When I use the following code to do the annotation:
mt.row.chip_variant = hl.literal(False)
def check_variants(row, info):
mutation_type = info['mutation_types'].contains(row.variant_type)
missense_mutation_range = info['missense_mutation_ranges'].contains(row.amino_acid_number)
missense_mutation_locations = info['missense_mutation_locations'].contains(row.amino_acid_change )
return (mutation_type | missense_mutation_locations | missense_mutation_range)
for gene, gene_info in ch_dict.items():
is_chip = check_variants(mt, gene_info)
mt = mt.annotate_rows(chip_variant = hl.cond(mt.row.gene_name == gene, is_chip, mt.row.chip_variant))
It runs just fine, but when I
mt.row.chip_variant.show(5)
I get the method too large error. I’m guessing from all these conditions.
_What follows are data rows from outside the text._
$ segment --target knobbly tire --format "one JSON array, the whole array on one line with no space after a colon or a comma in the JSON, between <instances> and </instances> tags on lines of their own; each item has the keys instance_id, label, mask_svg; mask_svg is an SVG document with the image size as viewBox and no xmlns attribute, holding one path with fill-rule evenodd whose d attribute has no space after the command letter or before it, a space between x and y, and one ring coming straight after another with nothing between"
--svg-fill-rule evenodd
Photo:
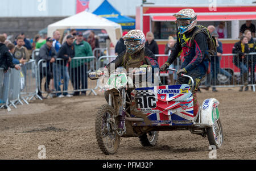
<instances>
[{"instance_id":1,"label":"knobbly tire","mask_svg":"<svg viewBox=\"0 0 256 171\"><path fill-rule=\"evenodd\" d=\"M158 132L151 131L139 136L141 144L143 147L155 146L158 140Z\"/></svg>"},{"instance_id":2,"label":"knobbly tire","mask_svg":"<svg viewBox=\"0 0 256 171\"><path fill-rule=\"evenodd\" d=\"M114 115L113 107L109 105L101 106L96 114L95 132L98 147L106 155L114 155L118 149L120 137L112 130L109 119Z\"/></svg>"},{"instance_id":3,"label":"knobbly tire","mask_svg":"<svg viewBox=\"0 0 256 171\"><path fill-rule=\"evenodd\" d=\"M207 138L210 145L215 145L216 149L221 147L223 143L222 130L222 126L220 118L214 123L212 127L207 129Z\"/></svg>"}]
</instances>

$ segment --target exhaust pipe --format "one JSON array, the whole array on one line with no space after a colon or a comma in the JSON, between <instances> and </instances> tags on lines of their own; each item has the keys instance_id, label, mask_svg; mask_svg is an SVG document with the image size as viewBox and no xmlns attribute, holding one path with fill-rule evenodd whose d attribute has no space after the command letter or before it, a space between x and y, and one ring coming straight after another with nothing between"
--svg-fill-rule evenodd
<instances>
[{"instance_id":1,"label":"exhaust pipe","mask_svg":"<svg viewBox=\"0 0 256 171\"><path fill-rule=\"evenodd\" d=\"M125 120L134 122L144 122L144 119L141 118L125 118Z\"/></svg>"}]
</instances>

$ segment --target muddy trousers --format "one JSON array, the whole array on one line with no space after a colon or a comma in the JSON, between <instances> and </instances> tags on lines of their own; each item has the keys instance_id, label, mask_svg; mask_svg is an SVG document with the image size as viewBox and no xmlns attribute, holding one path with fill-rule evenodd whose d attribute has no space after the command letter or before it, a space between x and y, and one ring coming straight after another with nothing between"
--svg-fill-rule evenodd
<instances>
[{"instance_id":1,"label":"muddy trousers","mask_svg":"<svg viewBox=\"0 0 256 171\"><path fill-rule=\"evenodd\" d=\"M199 87L199 85L201 82L201 80L202 80L202 77L199 74L196 74L195 73L186 73L187 75L190 76L193 78L193 80L194 81L195 86L194 86L194 89L192 91L192 95L193 95L193 107L194 107L194 111L193 111L193 115L194 117L196 116L198 111L199 110L199 105L197 101L197 97L196 95L196 93L198 90L198 87ZM189 78L185 77L179 77L178 79L176 82L176 85L180 85L180 84L187 84L190 86L191 87L192 86L192 82L191 80L189 80Z\"/></svg>"}]
</instances>

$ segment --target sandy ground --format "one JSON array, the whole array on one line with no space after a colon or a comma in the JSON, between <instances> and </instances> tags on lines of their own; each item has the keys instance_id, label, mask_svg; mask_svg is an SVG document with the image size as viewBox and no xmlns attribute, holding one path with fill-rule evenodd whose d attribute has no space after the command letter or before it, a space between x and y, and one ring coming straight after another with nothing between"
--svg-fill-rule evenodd
<instances>
[{"instance_id":1,"label":"sandy ground","mask_svg":"<svg viewBox=\"0 0 256 171\"><path fill-rule=\"evenodd\" d=\"M256 93L238 88L202 90L199 102L215 98L220 105L224 143L218 159L256 159ZM29 105L0 110L0 159L38 159L38 147L47 159L209 159L207 137L189 131L159 132L158 145L143 147L138 137L122 138L116 155L98 147L94 131L102 95L33 101Z\"/></svg>"}]
</instances>

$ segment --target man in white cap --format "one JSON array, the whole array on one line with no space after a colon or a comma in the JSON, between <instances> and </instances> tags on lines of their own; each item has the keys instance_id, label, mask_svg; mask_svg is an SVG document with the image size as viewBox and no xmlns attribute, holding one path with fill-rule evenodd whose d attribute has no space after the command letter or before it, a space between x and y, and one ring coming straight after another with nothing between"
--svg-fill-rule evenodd
<instances>
[{"instance_id":1,"label":"man in white cap","mask_svg":"<svg viewBox=\"0 0 256 171\"><path fill-rule=\"evenodd\" d=\"M209 36L210 34L207 28L200 25L196 26L197 15L193 9L183 9L174 16L177 19L176 23L177 24L179 31L177 43L167 61L160 69L162 71L166 70L179 53L183 51L185 60L181 64L181 69L177 72L179 77L176 84L188 84L191 86L191 81L187 77L180 76L181 73L185 73L193 78L195 82L193 90L194 116L196 116L199 107L196 93L201 79L205 76L208 69L208 53L210 51L208 51L207 38L208 36L211 37Z\"/></svg>"}]
</instances>

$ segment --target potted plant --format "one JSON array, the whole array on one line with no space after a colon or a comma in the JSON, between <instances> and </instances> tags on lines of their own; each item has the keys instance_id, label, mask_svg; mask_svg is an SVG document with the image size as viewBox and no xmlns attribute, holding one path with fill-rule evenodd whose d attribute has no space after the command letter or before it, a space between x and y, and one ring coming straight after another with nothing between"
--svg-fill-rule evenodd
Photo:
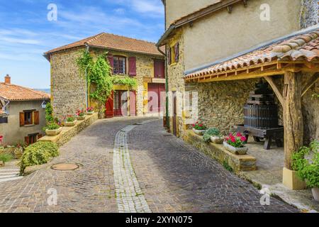
<instances>
[{"instance_id":1,"label":"potted plant","mask_svg":"<svg viewBox=\"0 0 319 227\"><path fill-rule=\"evenodd\" d=\"M85 112L82 110L77 110L77 119L78 121L83 121L85 119Z\"/></svg>"},{"instance_id":2,"label":"potted plant","mask_svg":"<svg viewBox=\"0 0 319 227\"><path fill-rule=\"evenodd\" d=\"M213 143L221 144L224 140L224 137L220 134L218 128L211 128L203 134L203 140L206 143L211 141Z\"/></svg>"},{"instance_id":3,"label":"potted plant","mask_svg":"<svg viewBox=\"0 0 319 227\"><path fill-rule=\"evenodd\" d=\"M68 116L65 119L65 126L72 127L77 123L77 119L73 116Z\"/></svg>"},{"instance_id":4,"label":"potted plant","mask_svg":"<svg viewBox=\"0 0 319 227\"><path fill-rule=\"evenodd\" d=\"M193 125L193 131L195 134L203 135L207 130L207 127L204 126L201 121L197 121Z\"/></svg>"},{"instance_id":5,"label":"potted plant","mask_svg":"<svg viewBox=\"0 0 319 227\"><path fill-rule=\"evenodd\" d=\"M61 133L62 128L57 123L50 123L43 129L47 136L55 136Z\"/></svg>"},{"instance_id":6,"label":"potted plant","mask_svg":"<svg viewBox=\"0 0 319 227\"><path fill-rule=\"evenodd\" d=\"M92 115L93 114L94 114L94 110L93 107L88 107L86 109L86 114Z\"/></svg>"},{"instance_id":7,"label":"potted plant","mask_svg":"<svg viewBox=\"0 0 319 227\"><path fill-rule=\"evenodd\" d=\"M227 150L233 154L244 155L248 151L248 148L245 146L246 140L246 137L240 133L237 134L230 133L228 137L225 138L223 145Z\"/></svg>"},{"instance_id":8,"label":"potted plant","mask_svg":"<svg viewBox=\"0 0 319 227\"><path fill-rule=\"evenodd\" d=\"M311 188L313 198L319 201L319 140L302 147L292 156L293 170Z\"/></svg>"}]
</instances>

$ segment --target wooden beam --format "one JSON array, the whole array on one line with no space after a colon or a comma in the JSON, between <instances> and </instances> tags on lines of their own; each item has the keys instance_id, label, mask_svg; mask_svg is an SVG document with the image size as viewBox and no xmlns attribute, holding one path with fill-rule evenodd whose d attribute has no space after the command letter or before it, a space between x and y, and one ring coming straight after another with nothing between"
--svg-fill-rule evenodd
<instances>
[{"instance_id":1,"label":"wooden beam","mask_svg":"<svg viewBox=\"0 0 319 227\"><path fill-rule=\"evenodd\" d=\"M284 128L285 167L292 170L292 154L303 145L301 111L301 73L286 72L284 89Z\"/></svg>"},{"instance_id":2,"label":"wooden beam","mask_svg":"<svg viewBox=\"0 0 319 227\"><path fill-rule=\"evenodd\" d=\"M279 92L279 89L278 89L278 87L276 85L276 84L274 82L274 80L271 77L264 77L264 79L267 80L268 84L269 84L270 87L272 87L272 90L276 94L276 96L277 96L278 99L280 101L280 104L284 107L284 98L282 96L282 93Z\"/></svg>"},{"instance_id":3,"label":"wooden beam","mask_svg":"<svg viewBox=\"0 0 319 227\"><path fill-rule=\"evenodd\" d=\"M308 90L310 89L310 87L317 82L318 79L319 78L319 73L316 72L313 75L311 76L311 77L309 78L309 79L306 83L306 85L303 87L303 92L301 94L301 96L303 96L306 93L307 93Z\"/></svg>"}]
</instances>

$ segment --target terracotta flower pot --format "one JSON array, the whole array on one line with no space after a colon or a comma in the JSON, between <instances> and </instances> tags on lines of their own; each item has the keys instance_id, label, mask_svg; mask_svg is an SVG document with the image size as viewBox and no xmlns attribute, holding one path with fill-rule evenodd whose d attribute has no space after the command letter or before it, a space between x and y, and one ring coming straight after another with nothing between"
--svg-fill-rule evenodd
<instances>
[{"instance_id":1,"label":"terracotta flower pot","mask_svg":"<svg viewBox=\"0 0 319 227\"><path fill-rule=\"evenodd\" d=\"M311 191L313 192L313 199L315 199L315 201L319 201L319 188L314 187Z\"/></svg>"},{"instance_id":2,"label":"terracotta flower pot","mask_svg":"<svg viewBox=\"0 0 319 227\"><path fill-rule=\"evenodd\" d=\"M62 127L60 127L59 128L54 130L47 129L45 130L45 134L47 134L47 136L55 136L59 135L62 131Z\"/></svg>"},{"instance_id":3,"label":"terracotta flower pot","mask_svg":"<svg viewBox=\"0 0 319 227\"><path fill-rule=\"evenodd\" d=\"M65 126L66 127L72 127L74 126L75 126L75 124L77 123L77 120L74 120L74 121L65 121Z\"/></svg>"},{"instance_id":4,"label":"terracotta flower pot","mask_svg":"<svg viewBox=\"0 0 319 227\"><path fill-rule=\"evenodd\" d=\"M213 135L211 136L211 141L213 142L213 143L222 144L223 142L224 141L224 137Z\"/></svg>"},{"instance_id":5,"label":"terracotta flower pot","mask_svg":"<svg viewBox=\"0 0 319 227\"><path fill-rule=\"evenodd\" d=\"M244 155L247 154L247 152L248 151L247 147L244 148L235 148L232 146L231 145L227 143L224 141L223 143L224 145L224 148L228 150L229 152L231 152L233 154L239 155Z\"/></svg>"},{"instance_id":6,"label":"terracotta flower pot","mask_svg":"<svg viewBox=\"0 0 319 227\"><path fill-rule=\"evenodd\" d=\"M203 135L205 133L205 132L206 131L206 130L197 130L197 129L193 128L193 131L196 135Z\"/></svg>"},{"instance_id":7,"label":"terracotta flower pot","mask_svg":"<svg viewBox=\"0 0 319 227\"><path fill-rule=\"evenodd\" d=\"M77 116L77 121L84 121L85 120L85 115L83 116Z\"/></svg>"}]
</instances>

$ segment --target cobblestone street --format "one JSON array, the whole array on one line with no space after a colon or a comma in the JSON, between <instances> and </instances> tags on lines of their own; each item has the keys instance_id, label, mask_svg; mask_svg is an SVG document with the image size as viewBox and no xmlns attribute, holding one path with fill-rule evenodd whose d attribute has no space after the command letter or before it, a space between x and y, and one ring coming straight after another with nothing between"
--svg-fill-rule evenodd
<instances>
[{"instance_id":1,"label":"cobblestone street","mask_svg":"<svg viewBox=\"0 0 319 227\"><path fill-rule=\"evenodd\" d=\"M59 172L47 167L0 183L0 212L298 211L274 198L262 206L262 194L252 184L155 120L96 121L52 162L80 168ZM47 203L50 189L56 190L56 205Z\"/></svg>"}]
</instances>

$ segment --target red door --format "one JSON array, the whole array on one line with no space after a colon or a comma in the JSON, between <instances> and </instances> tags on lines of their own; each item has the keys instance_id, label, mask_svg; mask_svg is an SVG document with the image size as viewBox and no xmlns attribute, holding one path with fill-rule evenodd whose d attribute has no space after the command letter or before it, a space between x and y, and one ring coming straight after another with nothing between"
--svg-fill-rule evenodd
<instances>
[{"instance_id":1,"label":"red door","mask_svg":"<svg viewBox=\"0 0 319 227\"><path fill-rule=\"evenodd\" d=\"M165 95L165 84L148 84L148 112L159 113L164 109L163 97ZM161 101L162 104L161 104Z\"/></svg>"},{"instance_id":2,"label":"red door","mask_svg":"<svg viewBox=\"0 0 319 227\"><path fill-rule=\"evenodd\" d=\"M128 92L114 91L114 116L128 116Z\"/></svg>"},{"instance_id":3,"label":"red door","mask_svg":"<svg viewBox=\"0 0 319 227\"><path fill-rule=\"evenodd\" d=\"M130 92L130 116L136 116L136 92Z\"/></svg>"},{"instance_id":4,"label":"red door","mask_svg":"<svg viewBox=\"0 0 319 227\"><path fill-rule=\"evenodd\" d=\"M114 116L113 96L114 96L114 92L112 91L112 93L111 94L111 96L108 98L108 99L106 101L106 104L105 105L105 108L106 109L106 116L107 118L111 118Z\"/></svg>"}]
</instances>

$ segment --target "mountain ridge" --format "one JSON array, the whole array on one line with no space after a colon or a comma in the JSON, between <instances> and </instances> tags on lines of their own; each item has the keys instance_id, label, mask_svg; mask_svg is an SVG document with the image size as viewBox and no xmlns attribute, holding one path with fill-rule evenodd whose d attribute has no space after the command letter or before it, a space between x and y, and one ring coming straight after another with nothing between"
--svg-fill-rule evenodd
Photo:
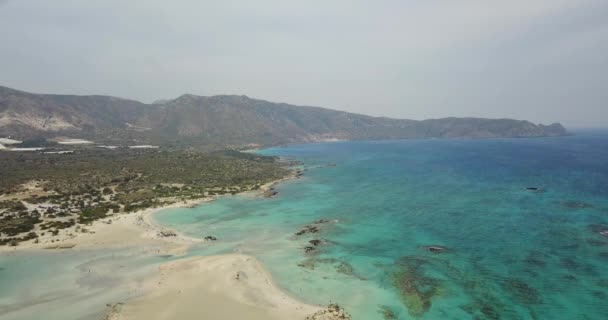
<instances>
[{"instance_id":1,"label":"mountain ridge","mask_svg":"<svg viewBox=\"0 0 608 320\"><path fill-rule=\"evenodd\" d=\"M474 117L393 119L244 95L183 94L146 104L104 95L35 94L0 86L0 137L19 139L77 136L217 149L333 140L566 134L559 123Z\"/></svg>"}]
</instances>

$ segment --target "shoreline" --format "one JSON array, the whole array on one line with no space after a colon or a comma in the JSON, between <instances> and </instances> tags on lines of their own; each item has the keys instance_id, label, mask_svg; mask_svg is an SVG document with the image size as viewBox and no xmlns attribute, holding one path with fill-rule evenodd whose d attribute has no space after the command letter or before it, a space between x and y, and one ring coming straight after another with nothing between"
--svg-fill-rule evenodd
<instances>
[{"instance_id":1,"label":"shoreline","mask_svg":"<svg viewBox=\"0 0 608 320\"><path fill-rule=\"evenodd\" d=\"M296 170L268 182L253 193L264 196L278 183L296 179ZM28 241L17 247L4 246L0 254L42 250L94 250L141 247L141 254L176 256L162 263L158 272L144 280L143 293L137 297L108 305L108 320L129 319L349 319L333 318L334 311L306 304L279 288L272 275L252 256L222 254L179 258L197 243L207 240L185 236L164 228L153 215L169 208L196 207L219 196L181 201L133 213L121 213L94 221L85 226L85 233L60 239L42 236L38 243ZM162 231L169 231L163 236ZM151 251L153 250L153 251ZM204 299L201 299L204 297ZM337 313L336 313L337 314Z\"/></svg>"},{"instance_id":2,"label":"shoreline","mask_svg":"<svg viewBox=\"0 0 608 320\"><path fill-rule=\"evenodd\" d=\"M237 195L254 194L264 196L264 193L272 190L281 182L297 179L297 171L291 172L280 179L267 182L258 190L245 191ZM175 246L187 249L191 244L202 243L206 240L188 237L176 230L165 228L154 221L154 214L171 208L194 208L205 203L215 201L220 197L233 195L213 195L197 199L177 201L175 203L148 208L131 213L118 213L106 218L93 221L90 225L79 225L81 229L62 229L59 236L50 233L39 235L38 241L28 240L17 246L0 246L0 254L8 252L37 251L37 250L68 250L68 249L104 249L125 247L136 244L160 244L171 249ZM80 232L76 232L80 230ZM168 231L171 235L162 236L161 232ZM171 252L169 252L171 251ZM167 253L175 253L169 250Z\"/></svg>"}]
</instances>

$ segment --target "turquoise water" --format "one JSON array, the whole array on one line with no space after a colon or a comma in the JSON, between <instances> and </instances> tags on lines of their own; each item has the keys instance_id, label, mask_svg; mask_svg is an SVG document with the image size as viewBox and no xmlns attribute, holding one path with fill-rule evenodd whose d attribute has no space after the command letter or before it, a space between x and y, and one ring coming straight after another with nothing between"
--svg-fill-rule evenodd
<instances>
[{"instance_id":1,"label":"turquoise water","mask_svg":"<svg viewBox=\"0 0 608 320\"><path fill-rule=\"evenodd\" d=\"M276 198L156 216L219 239L190 255L252 254L296 297L338 302L354 319L608 318L607 135L262 153L300 160L306 174ZM318 233L295 235L318 219L329 220ZM323 244L306 253L312 239Z\"/></svg>"},{"instance_id":2,"label":"turquoise water","mask_svg":"<svg viewBox=\"0 0 608 320\"><path fill-rule=\"evenodd\" d=\"M387 310L395 319L608 318L608 134L262 153L302 161L305 175L275 198L223 197L156 216L218 238L188 255L254 255L294 296L338 302L354 319ZM295 235L307 225L319 232ZM323 242L305 252L313 239ZM102 318L167 260L154 252L2 253L0 319Z\"/></svg>"},{"instance_id":3,"label":"turquoise water","mask_svg":"<svg viewBox=\"0 0 608 320\"><path fill-rule=\"evenodd\" d=\"M103 319L106 304L143 293L166 258L137 247L0 254L0 319Z\"/></svg>"}]
</instances>

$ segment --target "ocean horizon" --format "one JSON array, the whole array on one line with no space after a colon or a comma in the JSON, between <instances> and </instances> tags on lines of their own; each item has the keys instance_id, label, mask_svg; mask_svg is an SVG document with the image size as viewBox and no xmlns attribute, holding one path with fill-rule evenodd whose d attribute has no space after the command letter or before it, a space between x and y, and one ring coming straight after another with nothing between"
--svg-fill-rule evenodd
<instances>
[{"instance_id":1,"label":"ocean horizon","mask_svg":"<svg viewBox=\"0 0 608 320\"><path fill-rule=\"evenodd\" d=\"M607 147L601 132L264 149L299 161L304 176L278 184L272 198L220 197L154 220L217 238L186 257L252 255L292 296L338 303L353 319L603 319ZM20 315L97 316L131 294L112 292L117 271L143 279L181 258L111 249L5 255L0 310L28 318L11 316L18 301L29 308ZM70 308L45 304L60 296Z\"/></svg>"}]
</instances>

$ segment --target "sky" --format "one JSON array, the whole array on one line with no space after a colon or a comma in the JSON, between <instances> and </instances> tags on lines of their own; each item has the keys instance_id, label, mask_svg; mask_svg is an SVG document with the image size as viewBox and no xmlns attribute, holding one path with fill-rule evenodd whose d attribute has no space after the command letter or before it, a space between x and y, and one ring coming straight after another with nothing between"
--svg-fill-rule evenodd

What would be the smarter way to do this.
This hack works:
import numpy as np
chips = np.zeros((mt.rows().count()))
mt.row.chip_variant = hl.literal(False)
mt.row.chip_variant.collect()
counter = 0
for gene, gene_info in ch_dict.items():
is_chip = check_variants(mt.filter_rows(mt.row.gene_name == gene), gene_info)
gene_idxs = (mt.row.gene_name == gene).collect()
is_chip_collected = is_chip.collect()
chips[gene_idxs] = is_chip_collected
counter += 1
print(counter, sum(chips))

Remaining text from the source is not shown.